Neither the France team nor the political power have issued the slightest criticism of a country whose economic ties with Paris are multiple and sprawling.

And the public will not have really listened to the calls of former football glories Éric Cantona or Vikash Dhorasoo.

In a column published in the daily 

Liberation,

on September 26, the latter wrote: “ 

From now on, we too get up and break!

Disobeying is the basis.

Disobeying is the beginning of action.

It's time for football players to shake up the old world of instances. 

This reference to the feminist formula of the French actress Adèle Haenel taken up by the writer Virginie Despentes is undoubtedly no coincidence.

At the 2019 Women's World Cup, in fact, the political positions of the players on the stadium were multiple and relayed.

After refusing to sing the national anthem to protest Donald Trump's policy against minorities, after speaking out about the gender income gap in sports, after refusing to go to the White House, Captain Megan Rapinoe had his words to celebrate the victory of the American team: 

It is our responsibility to make this world a better place.

I think this team is doing an incredible job of carrying all of that on their shoulders.

Yes, we play sports, yes we play football, yes, we are female athletes, but we are much more than that

 ”.

In 2023, the Women's World Cup will be held in democratic countries, Australia and New Zealand.

What relationship will she establish between football and politics?

Megan Rapinoe, right, kneels next to teammates Samanth Mewis (20) Christen Press (12), Ali Krieger (11), Crystal Dunn (16) and Ashlyn Harris (22) during the US national anthem before a football match against the Netherlands, Sunday, September 18, 2016, in Atlanta.

AP - John Bazemore

  • To read :

→ On RFI Knowledge, these Olympic Games which were disrupted by political events.


→ Mickaël Correia, A popular history of football, La Découverte, 2018.
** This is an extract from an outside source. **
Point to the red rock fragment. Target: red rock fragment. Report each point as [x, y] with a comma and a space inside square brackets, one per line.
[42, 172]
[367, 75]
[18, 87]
→ Olivier Guez, Praise of dodging, Grasset, 2014.

  • To listen :

→ In 2022, debate of the day: is sport a political showcase?


→ In 2022, Football World Cup: an economic showcase for Qatar?


→ In 2018, Putin's very political World Cup.


→ In 2012, debate of the day: football: politics in shorts and cleats

i Other teams have chosen the color of their shirt in connection with a reigning dynasty – orange in the Netherlands – or having reigned – the white of the German players, the color of the Hohenzollern dynasty.